Question 1174250
Let's break down this problem step-by-step.

**Understanding the Data**

* We have two data points:
    * (500 mL, Php 80)
    * (1000 mL, Php 130)

**A. Finding the Slope**

* Let's use the slope formula: m = (y2 - y1) / (x2 - x1)
    * Where:
        * (x1, y1) = (500, 80)
        * (x2, y2) = (1000, 130)

* Substitute the values:
    * m = (130 - 80) / (1000 - 500)
    * m = 50 / 500
    * m = 1/10 or 0.1

* Therefore, the slope is 0.1 (Php per mL).
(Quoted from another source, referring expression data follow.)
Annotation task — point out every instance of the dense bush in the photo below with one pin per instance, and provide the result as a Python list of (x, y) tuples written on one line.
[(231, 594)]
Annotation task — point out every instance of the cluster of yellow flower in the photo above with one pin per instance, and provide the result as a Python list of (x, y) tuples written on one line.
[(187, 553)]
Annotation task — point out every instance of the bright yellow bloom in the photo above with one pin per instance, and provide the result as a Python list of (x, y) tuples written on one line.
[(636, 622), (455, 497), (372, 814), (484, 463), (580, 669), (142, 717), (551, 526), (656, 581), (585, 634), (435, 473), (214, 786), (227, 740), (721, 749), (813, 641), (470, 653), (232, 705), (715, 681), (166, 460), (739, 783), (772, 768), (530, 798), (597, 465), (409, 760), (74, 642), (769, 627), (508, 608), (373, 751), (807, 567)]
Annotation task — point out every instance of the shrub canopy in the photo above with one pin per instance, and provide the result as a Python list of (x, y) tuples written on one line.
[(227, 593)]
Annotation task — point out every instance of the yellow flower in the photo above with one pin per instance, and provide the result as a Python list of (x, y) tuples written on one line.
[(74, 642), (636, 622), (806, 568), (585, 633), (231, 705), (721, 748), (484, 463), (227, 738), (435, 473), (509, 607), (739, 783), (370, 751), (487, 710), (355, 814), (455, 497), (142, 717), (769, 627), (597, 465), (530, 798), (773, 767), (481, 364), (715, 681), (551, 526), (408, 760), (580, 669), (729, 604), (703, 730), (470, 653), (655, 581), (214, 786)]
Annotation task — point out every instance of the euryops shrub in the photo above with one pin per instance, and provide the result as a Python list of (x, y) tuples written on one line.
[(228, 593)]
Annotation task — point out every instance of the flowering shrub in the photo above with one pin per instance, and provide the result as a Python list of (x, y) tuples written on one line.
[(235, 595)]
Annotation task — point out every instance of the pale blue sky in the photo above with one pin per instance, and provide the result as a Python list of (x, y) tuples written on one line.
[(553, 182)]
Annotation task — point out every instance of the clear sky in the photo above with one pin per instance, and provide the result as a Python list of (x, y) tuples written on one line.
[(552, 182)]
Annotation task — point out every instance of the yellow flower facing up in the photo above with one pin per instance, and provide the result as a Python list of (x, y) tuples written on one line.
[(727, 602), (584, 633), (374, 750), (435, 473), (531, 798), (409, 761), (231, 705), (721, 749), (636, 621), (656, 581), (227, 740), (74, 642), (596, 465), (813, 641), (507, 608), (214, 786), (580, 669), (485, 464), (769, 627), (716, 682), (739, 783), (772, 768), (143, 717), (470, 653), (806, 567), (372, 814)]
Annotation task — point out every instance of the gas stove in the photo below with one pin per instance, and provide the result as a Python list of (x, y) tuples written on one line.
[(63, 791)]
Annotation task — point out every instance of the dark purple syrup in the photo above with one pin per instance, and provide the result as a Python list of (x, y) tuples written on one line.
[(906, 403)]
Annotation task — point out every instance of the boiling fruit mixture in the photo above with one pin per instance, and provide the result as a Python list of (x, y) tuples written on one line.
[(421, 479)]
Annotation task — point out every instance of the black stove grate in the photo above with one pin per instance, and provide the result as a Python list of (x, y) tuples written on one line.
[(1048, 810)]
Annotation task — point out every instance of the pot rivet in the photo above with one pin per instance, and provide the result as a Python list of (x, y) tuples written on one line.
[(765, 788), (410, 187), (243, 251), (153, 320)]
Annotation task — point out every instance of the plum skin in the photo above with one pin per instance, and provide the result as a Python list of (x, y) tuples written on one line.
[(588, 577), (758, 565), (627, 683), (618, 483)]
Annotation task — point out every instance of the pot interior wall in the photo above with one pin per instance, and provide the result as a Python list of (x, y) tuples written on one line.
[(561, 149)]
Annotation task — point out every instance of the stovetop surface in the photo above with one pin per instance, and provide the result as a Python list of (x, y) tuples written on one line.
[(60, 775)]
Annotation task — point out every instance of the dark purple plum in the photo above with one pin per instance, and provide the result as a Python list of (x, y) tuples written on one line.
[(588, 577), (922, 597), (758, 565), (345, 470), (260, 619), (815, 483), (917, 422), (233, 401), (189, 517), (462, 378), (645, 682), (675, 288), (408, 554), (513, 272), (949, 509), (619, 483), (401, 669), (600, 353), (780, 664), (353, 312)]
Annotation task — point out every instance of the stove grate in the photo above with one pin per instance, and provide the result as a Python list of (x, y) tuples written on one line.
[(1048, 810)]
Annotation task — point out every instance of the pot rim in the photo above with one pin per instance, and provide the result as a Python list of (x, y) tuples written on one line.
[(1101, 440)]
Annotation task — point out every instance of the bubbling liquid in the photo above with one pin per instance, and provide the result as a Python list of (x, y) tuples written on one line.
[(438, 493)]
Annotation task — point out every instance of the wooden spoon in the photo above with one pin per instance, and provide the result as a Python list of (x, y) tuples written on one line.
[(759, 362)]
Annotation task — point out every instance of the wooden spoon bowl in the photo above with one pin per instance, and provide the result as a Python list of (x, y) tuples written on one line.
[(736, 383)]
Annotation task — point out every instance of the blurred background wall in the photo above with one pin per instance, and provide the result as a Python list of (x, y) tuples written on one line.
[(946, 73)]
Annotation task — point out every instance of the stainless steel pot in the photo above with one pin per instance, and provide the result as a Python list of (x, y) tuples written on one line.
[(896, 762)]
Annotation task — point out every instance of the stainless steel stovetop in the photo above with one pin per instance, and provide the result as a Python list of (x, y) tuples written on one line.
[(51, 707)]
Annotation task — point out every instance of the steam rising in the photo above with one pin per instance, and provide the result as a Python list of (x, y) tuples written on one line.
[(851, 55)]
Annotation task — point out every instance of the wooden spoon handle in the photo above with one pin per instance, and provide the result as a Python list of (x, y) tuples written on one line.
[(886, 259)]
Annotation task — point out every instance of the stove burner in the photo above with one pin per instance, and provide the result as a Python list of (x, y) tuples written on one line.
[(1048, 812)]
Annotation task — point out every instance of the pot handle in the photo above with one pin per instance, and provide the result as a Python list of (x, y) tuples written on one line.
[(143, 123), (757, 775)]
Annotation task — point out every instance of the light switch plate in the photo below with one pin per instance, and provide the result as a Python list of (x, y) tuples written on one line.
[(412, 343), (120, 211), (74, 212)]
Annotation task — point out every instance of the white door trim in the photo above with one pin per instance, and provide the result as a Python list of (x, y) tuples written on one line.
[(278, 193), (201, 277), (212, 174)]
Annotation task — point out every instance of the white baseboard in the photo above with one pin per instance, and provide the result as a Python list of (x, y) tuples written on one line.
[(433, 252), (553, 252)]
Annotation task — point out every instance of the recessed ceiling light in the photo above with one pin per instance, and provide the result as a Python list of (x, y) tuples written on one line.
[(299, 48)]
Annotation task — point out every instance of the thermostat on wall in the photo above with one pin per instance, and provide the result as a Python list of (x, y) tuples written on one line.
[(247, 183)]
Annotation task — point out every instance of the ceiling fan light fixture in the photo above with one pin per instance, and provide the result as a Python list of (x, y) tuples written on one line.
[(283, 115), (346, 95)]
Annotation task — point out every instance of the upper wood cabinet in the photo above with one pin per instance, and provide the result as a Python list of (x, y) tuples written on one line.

**B. Finding the Linear Function**

* We'll use the point-slope form of a linear equation: y - y1 = m(x - x1)
    * Using the point (500, 80) and the slope m = 0.1:
        * y - 80 = 0.1(x - 500)
        * y - 80 = 0.1x - 50
        * y = 0.1x - 50 + 80
        * y = 0.1x + 30

* Therefore, the linear function is y = 0.1x + 30.

**C. Finding the Cost of 750 mL**

* Substitute x = 750 mL into the linear function:
    * y = 0.1(750) + 30
    * y = 75 + 30
    * y = 105

* Therefore, 750 mL of alcohol will cost Php 105.